In 1989, the Turkish botanists T. Ekim and A. Güner examined the distribution of species by detailed study of the Flora of Turkey, eight volumes of which had been published by then. They came to the conclusion that the diagonal did indeed exist and they found that 33% of the plant species considered were affected by the diagonal in one way or another. They then considered the reasons behind the phenomenon. There was a difference in altitude between the two sides of the diagonal, with the land to the west being lower. Another difference was the climatological regions: the western, interior parts of the diagonal (e.g. Konya, Kırıkkale) were more arid than the eastern parts (e.g. Yozgat, Gümüşhane). In the middle portion of the diagonal there was a gypsum feature, but what effect that had on plant distribution was unclear. They concluded that the ecological differences between the two sides of the diagonal were of greater significance than the palaeo-geological history of the area.

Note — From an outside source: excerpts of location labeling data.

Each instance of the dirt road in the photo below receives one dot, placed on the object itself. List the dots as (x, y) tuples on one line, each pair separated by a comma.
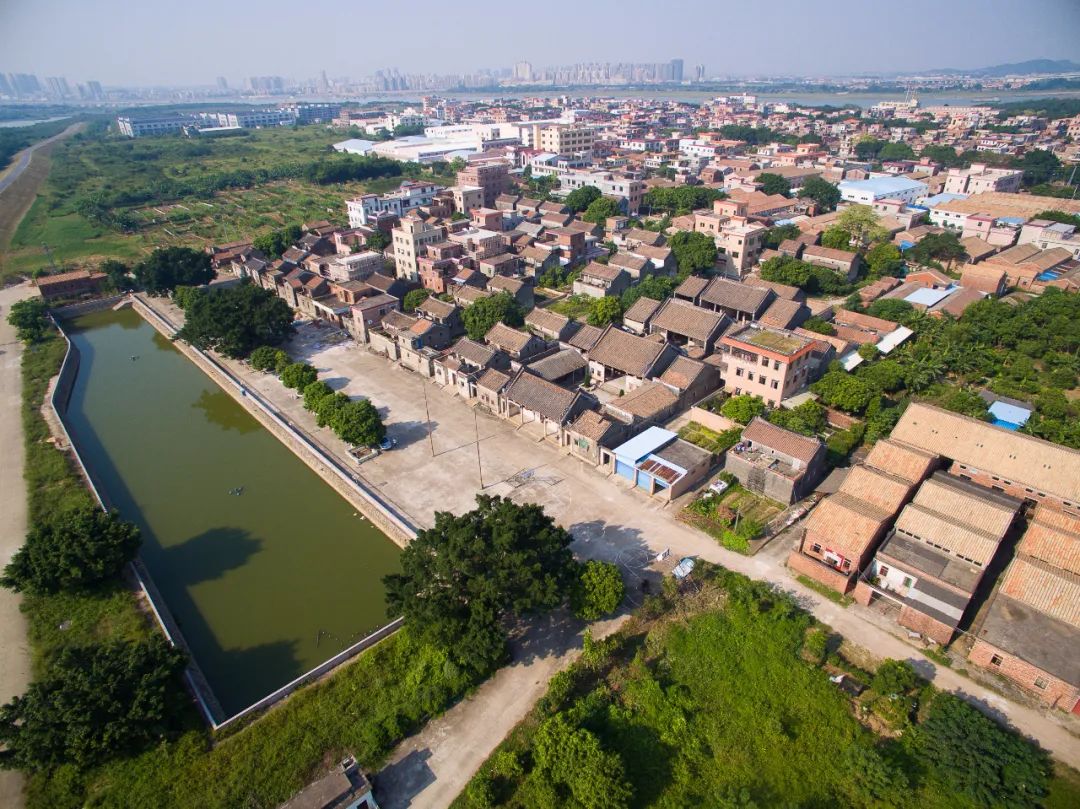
[(19, 186), (15, 660)]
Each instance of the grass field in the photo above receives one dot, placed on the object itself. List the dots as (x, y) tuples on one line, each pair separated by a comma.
[(94, 164), (710, 698)]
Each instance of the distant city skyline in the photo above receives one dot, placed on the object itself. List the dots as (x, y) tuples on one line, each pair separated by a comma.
[(152, 44)]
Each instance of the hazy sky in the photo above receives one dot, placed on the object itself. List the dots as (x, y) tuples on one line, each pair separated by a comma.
[(193, 41)]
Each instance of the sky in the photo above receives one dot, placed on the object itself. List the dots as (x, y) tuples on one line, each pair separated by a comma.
[(188, 42)]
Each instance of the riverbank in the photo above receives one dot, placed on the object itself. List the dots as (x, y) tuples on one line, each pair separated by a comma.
[(339, 477), (15, 661)]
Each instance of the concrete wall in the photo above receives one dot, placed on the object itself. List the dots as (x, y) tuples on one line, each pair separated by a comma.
[(712, 420), (760, 481)]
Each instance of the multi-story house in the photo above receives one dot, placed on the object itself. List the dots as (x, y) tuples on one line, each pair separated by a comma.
[(771, 363), (408, 241)]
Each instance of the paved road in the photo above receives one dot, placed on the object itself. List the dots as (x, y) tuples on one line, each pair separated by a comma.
[(14, 659), (24, 157), (609, 521)]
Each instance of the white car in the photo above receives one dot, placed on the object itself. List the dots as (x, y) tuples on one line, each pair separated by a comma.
[(718, 486)]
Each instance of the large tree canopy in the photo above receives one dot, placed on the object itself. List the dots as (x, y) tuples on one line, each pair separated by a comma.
[(481, 315), (462, 577), (76, 549), (95, 703), (167, 268), (693, 252), (237, 320)]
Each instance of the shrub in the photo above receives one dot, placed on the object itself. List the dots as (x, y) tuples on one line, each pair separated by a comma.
[(598, 590)]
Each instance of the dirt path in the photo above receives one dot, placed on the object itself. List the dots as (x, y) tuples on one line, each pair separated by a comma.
[(21, 183), (15, 660)]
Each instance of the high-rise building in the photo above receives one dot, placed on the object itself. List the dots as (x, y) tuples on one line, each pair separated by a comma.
[(57, 86), (24, 83), (523, 71)]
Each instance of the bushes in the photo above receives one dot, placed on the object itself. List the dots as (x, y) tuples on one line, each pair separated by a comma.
[(598, 590)]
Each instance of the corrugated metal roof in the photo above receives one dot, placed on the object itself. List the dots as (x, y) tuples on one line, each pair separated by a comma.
[(645, 443)]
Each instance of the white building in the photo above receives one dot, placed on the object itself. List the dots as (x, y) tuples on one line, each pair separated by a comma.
[(868, 191), (410, 194)]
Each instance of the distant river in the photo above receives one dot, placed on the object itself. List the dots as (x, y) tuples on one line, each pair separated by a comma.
[(266, 584)]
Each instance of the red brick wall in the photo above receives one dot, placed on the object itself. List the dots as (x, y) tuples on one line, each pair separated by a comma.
[(864, 593), (1014, 489), (1057, 693), (827, 576), (917, 621)]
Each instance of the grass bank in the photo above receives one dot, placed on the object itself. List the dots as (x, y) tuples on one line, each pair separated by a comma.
[(366, 708), (719, 697)]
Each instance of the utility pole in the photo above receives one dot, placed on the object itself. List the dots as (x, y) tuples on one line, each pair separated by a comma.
[(427, 414), (480, 468)]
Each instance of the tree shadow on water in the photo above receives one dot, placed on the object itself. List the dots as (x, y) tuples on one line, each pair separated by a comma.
[(218, 408)]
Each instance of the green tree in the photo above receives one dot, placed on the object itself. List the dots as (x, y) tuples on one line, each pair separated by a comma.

The Irano-Anatolian region is a significant biodiversity hotspot in the Near East and Anatolia is the transition point between the European and Turko-Iranian floras. Turkey was beyond the southern limit of ice in the last ice age, and Anatolia may be considered to be a potential glacial refugium for species of plants and animals in Europe. In the late Pleistocene, sea levels in this region were lower than they are today by as much as 130 m and land bridges intermittently formed across the Bosphorus and the Sea of Marmara. After the end of the most recent ice age, plants surviving to the west of the Anatolian diagonal could spread back into Europe while those to the east could spread into Syria, Iraq and the Near East.

The Taurus Mountains provide a cool damp climate for species that cannot survive the hot dry summer climate on either side, and this could have encouraged survival and speciation, resulting in the many endemic species found here today.